Telecom Program Manager
Michele is a leading Senior Project Manager in Telecommunications, with over two decades of experience. Over the course of her career, Michele has managed a variety of Telecom Projects, specializing in implementing systems for Public Safety Entities, Large-Scale Municipalities, School Districts, National Accounts and Private Sector Corporations. Contact Centers, PBX Integrations, Cloud Base Telephony and Carrier Solutions are just a few of the platforms Michele has experience with. Michele has always prided herself on solving problems, and having the trust and respect of her peers and clients. With years of dedication in providing clients with cutting-edge Telecom Solutions, Michele is thrilled to put forth her efforts with Aselo and the Child Help Lines. It’s such an amazing and important cause. In her spare time, Michele can be found spending quality time with her husband and two children.
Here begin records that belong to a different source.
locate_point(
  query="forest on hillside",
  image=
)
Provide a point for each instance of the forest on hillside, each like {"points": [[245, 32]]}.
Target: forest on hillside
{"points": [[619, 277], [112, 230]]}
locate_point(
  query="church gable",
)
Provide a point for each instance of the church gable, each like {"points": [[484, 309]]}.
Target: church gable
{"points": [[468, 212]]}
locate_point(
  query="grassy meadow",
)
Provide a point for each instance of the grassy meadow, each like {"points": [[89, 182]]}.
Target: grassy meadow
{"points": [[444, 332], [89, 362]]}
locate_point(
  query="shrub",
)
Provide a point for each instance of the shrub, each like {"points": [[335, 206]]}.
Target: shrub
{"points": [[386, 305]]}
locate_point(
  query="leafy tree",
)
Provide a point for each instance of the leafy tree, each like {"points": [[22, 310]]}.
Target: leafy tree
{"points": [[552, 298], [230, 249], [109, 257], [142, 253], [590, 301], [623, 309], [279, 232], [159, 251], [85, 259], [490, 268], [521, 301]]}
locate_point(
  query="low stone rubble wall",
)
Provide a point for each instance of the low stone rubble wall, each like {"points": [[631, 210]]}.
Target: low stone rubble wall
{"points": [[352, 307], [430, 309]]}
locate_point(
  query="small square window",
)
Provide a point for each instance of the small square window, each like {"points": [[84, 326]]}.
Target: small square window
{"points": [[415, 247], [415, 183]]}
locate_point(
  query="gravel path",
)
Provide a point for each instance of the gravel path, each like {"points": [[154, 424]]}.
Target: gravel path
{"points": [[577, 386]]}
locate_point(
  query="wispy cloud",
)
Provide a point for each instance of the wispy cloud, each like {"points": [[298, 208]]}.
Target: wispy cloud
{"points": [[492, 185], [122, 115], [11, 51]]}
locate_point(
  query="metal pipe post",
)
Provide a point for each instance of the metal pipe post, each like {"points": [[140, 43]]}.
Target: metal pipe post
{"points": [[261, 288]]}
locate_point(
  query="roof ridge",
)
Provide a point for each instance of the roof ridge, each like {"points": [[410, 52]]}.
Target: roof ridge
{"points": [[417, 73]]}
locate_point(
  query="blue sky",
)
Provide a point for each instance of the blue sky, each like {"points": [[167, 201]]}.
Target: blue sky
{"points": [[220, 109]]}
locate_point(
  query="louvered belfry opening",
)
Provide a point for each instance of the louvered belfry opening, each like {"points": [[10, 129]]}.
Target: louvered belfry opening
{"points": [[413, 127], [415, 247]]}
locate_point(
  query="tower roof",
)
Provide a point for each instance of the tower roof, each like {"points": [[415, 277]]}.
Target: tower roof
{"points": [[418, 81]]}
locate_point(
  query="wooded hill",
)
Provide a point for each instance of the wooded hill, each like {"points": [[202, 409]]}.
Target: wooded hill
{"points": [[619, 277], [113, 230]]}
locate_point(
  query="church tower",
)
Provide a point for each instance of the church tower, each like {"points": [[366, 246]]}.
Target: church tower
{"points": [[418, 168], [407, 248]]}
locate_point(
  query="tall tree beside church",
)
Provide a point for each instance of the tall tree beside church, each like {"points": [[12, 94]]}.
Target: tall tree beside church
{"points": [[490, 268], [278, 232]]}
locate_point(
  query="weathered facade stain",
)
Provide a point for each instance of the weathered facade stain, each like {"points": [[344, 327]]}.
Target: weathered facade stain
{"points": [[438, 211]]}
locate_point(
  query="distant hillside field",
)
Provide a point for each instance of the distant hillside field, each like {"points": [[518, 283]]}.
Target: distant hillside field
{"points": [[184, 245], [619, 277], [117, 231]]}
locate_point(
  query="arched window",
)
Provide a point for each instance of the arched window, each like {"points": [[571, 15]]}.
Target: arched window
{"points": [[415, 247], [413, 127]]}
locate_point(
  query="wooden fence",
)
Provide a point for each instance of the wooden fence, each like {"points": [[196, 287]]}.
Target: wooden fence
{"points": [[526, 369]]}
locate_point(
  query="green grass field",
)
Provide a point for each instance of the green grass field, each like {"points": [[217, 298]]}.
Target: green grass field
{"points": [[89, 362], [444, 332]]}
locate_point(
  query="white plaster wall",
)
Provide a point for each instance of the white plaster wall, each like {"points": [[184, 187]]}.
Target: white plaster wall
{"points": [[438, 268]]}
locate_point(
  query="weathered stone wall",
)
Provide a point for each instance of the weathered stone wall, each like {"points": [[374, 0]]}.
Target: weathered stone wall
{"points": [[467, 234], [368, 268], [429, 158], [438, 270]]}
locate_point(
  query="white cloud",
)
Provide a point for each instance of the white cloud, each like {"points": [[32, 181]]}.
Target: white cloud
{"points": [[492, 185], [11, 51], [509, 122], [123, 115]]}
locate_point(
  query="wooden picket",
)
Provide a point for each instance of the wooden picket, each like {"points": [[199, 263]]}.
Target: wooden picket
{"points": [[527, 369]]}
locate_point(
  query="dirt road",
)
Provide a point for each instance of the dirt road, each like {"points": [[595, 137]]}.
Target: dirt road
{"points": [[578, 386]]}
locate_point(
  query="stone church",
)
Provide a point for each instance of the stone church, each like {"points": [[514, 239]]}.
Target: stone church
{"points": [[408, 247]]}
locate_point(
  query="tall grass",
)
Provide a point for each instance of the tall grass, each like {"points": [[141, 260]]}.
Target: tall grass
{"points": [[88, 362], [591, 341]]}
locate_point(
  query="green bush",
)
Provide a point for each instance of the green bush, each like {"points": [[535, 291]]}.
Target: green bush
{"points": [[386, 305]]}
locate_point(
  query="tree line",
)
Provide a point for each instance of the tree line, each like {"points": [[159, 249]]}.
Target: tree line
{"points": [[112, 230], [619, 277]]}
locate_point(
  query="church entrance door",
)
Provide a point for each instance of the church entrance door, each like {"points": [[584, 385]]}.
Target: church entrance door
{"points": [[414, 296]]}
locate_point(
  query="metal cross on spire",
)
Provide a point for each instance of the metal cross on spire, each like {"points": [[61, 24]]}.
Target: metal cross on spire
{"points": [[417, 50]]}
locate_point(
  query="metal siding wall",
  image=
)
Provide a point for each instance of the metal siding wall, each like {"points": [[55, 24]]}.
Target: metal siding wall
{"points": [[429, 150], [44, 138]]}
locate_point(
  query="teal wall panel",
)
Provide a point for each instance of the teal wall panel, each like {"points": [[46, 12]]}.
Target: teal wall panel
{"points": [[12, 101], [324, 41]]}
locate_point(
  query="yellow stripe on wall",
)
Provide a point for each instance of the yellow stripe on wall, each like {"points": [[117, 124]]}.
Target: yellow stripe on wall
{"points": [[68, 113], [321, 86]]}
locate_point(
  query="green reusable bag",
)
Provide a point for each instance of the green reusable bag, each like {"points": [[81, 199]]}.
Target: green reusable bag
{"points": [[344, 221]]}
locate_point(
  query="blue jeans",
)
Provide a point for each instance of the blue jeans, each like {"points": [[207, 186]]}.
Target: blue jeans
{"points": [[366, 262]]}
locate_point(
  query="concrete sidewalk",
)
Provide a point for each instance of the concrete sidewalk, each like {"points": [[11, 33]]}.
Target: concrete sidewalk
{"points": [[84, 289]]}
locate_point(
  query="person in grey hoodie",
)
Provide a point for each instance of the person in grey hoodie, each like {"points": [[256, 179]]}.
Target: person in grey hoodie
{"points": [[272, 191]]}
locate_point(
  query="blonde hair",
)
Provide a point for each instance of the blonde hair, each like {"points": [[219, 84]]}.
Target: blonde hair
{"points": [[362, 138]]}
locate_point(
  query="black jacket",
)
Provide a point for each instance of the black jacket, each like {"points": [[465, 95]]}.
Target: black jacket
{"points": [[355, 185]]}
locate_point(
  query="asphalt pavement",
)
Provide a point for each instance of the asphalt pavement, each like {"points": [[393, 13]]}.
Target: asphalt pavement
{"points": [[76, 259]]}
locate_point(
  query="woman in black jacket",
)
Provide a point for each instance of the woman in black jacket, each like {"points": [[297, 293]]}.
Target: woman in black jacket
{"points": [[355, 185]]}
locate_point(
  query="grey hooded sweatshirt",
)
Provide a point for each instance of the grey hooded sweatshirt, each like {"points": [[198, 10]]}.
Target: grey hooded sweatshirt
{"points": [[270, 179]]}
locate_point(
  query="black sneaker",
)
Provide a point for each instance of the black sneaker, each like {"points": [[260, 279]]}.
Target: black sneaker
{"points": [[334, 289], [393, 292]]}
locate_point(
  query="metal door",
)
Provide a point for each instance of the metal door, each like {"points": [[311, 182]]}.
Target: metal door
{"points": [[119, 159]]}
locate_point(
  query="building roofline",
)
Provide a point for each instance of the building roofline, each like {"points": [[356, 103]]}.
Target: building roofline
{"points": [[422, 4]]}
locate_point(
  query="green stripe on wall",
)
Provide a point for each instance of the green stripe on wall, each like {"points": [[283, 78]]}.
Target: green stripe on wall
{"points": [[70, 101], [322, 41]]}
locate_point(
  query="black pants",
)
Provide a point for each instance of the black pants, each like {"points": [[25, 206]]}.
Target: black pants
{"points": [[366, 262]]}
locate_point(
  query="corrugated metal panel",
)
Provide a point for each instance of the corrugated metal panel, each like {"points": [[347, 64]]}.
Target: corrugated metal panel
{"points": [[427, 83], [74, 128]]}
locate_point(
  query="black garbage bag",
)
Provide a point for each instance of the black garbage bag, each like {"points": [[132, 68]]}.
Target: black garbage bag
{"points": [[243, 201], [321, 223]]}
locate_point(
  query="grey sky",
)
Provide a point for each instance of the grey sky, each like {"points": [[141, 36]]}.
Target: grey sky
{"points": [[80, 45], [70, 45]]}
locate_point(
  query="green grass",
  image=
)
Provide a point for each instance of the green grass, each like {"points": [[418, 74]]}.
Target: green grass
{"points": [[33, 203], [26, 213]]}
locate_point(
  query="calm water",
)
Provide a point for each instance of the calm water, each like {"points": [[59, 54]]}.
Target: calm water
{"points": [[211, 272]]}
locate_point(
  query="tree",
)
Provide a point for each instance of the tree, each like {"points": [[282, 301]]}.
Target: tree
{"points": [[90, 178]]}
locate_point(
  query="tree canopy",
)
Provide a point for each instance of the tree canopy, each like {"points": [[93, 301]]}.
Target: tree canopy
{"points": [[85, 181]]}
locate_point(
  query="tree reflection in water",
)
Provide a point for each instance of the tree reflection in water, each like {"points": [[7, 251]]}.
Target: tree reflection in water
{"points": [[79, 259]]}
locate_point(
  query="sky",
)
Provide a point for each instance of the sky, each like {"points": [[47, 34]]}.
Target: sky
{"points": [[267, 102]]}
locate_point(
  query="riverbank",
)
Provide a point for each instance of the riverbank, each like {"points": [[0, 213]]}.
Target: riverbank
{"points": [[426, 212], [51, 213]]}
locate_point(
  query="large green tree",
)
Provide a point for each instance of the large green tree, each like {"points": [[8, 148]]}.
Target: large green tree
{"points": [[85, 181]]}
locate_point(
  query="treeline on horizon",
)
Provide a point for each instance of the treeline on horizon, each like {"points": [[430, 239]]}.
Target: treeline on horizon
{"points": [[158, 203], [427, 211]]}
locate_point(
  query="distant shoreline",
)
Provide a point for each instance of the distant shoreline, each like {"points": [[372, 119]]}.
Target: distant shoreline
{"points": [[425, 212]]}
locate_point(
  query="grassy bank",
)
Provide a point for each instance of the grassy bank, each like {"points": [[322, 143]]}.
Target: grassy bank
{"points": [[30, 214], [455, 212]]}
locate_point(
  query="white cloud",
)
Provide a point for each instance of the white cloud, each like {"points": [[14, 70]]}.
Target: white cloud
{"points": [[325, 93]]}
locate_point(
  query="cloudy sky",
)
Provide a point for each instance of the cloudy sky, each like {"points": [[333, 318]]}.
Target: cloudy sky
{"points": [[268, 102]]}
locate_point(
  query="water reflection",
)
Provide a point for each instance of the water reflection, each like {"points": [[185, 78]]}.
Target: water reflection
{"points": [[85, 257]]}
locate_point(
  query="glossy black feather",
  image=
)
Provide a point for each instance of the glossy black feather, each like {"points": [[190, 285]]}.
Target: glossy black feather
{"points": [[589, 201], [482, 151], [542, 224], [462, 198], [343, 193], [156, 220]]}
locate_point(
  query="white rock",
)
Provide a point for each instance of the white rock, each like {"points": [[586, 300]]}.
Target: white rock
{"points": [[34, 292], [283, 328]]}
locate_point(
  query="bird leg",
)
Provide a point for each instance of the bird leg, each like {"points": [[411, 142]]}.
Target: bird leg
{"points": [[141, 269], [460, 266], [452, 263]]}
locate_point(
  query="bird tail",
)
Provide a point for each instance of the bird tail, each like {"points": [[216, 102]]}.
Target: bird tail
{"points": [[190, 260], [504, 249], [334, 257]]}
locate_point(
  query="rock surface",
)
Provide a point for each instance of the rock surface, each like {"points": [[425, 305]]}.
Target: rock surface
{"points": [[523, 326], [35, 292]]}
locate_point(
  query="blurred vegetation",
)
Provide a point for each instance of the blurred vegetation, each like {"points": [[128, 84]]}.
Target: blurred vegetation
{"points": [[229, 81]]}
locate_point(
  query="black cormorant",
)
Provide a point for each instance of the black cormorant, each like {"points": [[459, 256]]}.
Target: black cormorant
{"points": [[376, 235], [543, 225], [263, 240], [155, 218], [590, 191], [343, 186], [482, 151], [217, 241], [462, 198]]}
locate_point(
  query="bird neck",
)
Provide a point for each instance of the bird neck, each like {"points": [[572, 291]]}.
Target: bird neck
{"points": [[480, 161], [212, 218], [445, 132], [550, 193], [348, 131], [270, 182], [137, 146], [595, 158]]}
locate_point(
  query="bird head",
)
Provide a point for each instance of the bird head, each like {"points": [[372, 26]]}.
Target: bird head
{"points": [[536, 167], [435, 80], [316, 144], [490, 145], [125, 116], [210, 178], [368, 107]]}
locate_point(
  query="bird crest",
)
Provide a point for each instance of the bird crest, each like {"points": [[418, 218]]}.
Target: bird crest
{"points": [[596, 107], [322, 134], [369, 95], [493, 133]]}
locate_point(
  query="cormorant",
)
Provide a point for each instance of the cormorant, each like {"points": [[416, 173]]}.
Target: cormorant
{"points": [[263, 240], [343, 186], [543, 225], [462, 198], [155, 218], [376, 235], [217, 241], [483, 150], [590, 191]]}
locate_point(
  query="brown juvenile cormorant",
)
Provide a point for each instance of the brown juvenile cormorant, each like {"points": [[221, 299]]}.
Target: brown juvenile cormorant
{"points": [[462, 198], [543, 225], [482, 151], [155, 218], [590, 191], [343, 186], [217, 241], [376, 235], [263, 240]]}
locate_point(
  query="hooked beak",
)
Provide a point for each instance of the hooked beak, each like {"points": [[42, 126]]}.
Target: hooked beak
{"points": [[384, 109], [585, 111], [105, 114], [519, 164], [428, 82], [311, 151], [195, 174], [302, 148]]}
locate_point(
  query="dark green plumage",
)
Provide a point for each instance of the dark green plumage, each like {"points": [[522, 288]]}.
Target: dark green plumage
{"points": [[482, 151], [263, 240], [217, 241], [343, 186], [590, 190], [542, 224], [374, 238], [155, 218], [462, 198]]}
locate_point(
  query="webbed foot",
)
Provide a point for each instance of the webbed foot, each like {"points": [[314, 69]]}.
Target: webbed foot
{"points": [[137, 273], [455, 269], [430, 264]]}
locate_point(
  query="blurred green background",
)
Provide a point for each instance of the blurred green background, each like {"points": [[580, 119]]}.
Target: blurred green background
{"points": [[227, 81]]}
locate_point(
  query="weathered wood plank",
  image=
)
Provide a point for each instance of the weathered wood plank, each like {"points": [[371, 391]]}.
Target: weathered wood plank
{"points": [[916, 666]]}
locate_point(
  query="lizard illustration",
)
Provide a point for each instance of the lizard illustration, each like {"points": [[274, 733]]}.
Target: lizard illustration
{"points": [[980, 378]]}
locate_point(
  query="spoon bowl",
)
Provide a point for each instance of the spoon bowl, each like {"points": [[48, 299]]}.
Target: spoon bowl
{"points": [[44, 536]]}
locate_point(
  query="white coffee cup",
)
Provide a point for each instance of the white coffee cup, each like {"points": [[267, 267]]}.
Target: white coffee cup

Both her daughter and son keep the family super busy with their competitive gymnastics and musical talents. Michele was born and raised in New Jersey, and is now raising her family in the Upstate of South Carolina.
Nick Hurlburt

Nick Hurlburt

Executive Director

Nick has 17 years of experience joining two parallel paths: software engineering and international development. Nick began his career developing early, large-scale artificial intelligence software at Amazon.com. He later managed software teams at Sift, a Silicon Valley machine learning company that protects companies like Airbnb and Twitter from online fraud. Nick spent six years in conflict relief in Burma and South Sudan, capturing human rights, migration, and multi-sector program data using methods from hand-delivered paper to smartphones to satellite modems. He leads the technology development for the Aselo helpline project, joining Tech Matters in mid-2019.